Revisiting what we did in previous class before jumping into the next day’s work also took time. I am not a newbie to computer programming and languages. Whether you are an expert or novice, it’s best to give yourself more time than not enough.

I ended up devoting two weeks of class time to the project. In hindsight, I wish I would have devoted three weeks instead.

5. Circulate tip sheets for yourself and your students.

As I practiced to teach the class, I drafted a tip sheet along the way for myself of how I went through the steps.
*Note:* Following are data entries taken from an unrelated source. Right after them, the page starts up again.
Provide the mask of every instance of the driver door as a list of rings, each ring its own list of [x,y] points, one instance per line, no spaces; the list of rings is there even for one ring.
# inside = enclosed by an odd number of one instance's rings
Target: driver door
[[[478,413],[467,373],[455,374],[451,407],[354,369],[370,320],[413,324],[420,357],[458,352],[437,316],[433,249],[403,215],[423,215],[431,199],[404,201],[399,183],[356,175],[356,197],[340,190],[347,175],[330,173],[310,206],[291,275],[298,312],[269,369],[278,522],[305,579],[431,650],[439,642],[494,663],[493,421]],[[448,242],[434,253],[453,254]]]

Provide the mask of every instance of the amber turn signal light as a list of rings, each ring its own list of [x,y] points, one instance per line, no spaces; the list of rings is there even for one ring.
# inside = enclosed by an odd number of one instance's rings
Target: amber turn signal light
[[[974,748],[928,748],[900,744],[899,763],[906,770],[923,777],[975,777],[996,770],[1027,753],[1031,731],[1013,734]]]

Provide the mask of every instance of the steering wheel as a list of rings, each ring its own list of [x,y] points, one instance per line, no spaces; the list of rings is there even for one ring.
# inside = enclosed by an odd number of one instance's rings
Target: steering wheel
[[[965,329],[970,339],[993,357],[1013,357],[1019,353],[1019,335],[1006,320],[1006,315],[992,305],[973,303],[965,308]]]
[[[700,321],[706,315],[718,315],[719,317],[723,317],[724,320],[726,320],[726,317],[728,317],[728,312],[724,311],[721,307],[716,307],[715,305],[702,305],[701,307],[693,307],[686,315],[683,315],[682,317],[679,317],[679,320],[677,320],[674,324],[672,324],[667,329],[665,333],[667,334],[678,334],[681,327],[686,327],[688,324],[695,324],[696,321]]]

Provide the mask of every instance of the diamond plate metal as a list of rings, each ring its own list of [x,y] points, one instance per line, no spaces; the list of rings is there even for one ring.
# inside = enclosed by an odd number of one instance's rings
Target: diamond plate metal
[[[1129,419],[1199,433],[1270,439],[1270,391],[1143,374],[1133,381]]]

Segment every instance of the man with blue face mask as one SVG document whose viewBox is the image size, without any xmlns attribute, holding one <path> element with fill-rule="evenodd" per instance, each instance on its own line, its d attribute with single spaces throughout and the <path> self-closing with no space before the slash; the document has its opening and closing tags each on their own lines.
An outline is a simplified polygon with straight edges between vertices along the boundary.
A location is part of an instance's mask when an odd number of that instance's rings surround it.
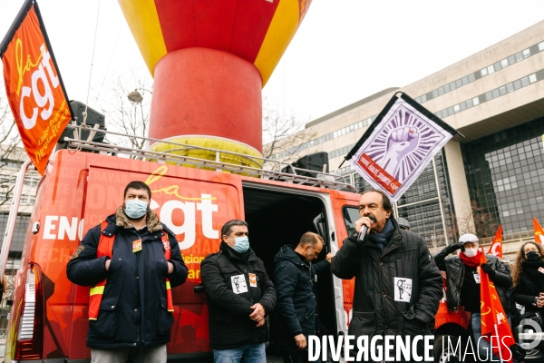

It served as a teacher’s guide when I was in the classroom so I could easily look up information about an error, issue or module when a student asked a question.

I also created a shorter version of the tutorial itself, sans screen grabs and trimmed down to just the Python code scripts and major milestones in the class.

Providing the students with both helped students to see the bigger picture as well as a detailed view of how everything was connected. Providing different formats can make a difference for different kinds of learners.

6. Make the tutorial count for class credit.

For class credit, I made the students answer the specific questions Ben laid out in the tutorial. They had to then turn in their answers based on the scripts they ran.

This allowed me to see if they could follow along with the tutorial and perform the necessary steps and actions. Doing this assignment helped the students understand the bigger picture of what the scripts and applications can do in a journalism context versus just going through the motions of running scripts.

7. Remember the first time is only the beginning.

At the end of the two weeks, some of my students had completed the tutorial and other students hadn’t. Those who didn’t either ran out of time, made script errors or had issues with getting the prerequisites installed. Because we were ending the semester, there was not enough time for us to do more. Thus, I wish I would have scheduled more time for the tutorial.

The students who did finish were excited at the outcome. They felt rewarded for all the effort they put into the class. They also had a new perspective on how to explore data and use it in news gathering and reporting. Some of them were craving more Python. That made me happy in knowing that the time we spent was worthwhile.

I am excited to delve deeper into Python, pandas and the Jupyter Notebook so I can go further into my future digital journalism classes.

I am not a Python whiz, but I am willing to learn and try. There is so much power to what it can do. As journalism educators we should introduce our students to the possibilities of what Python can do for news gathering and reporting of important civic issues, one line of code at a time.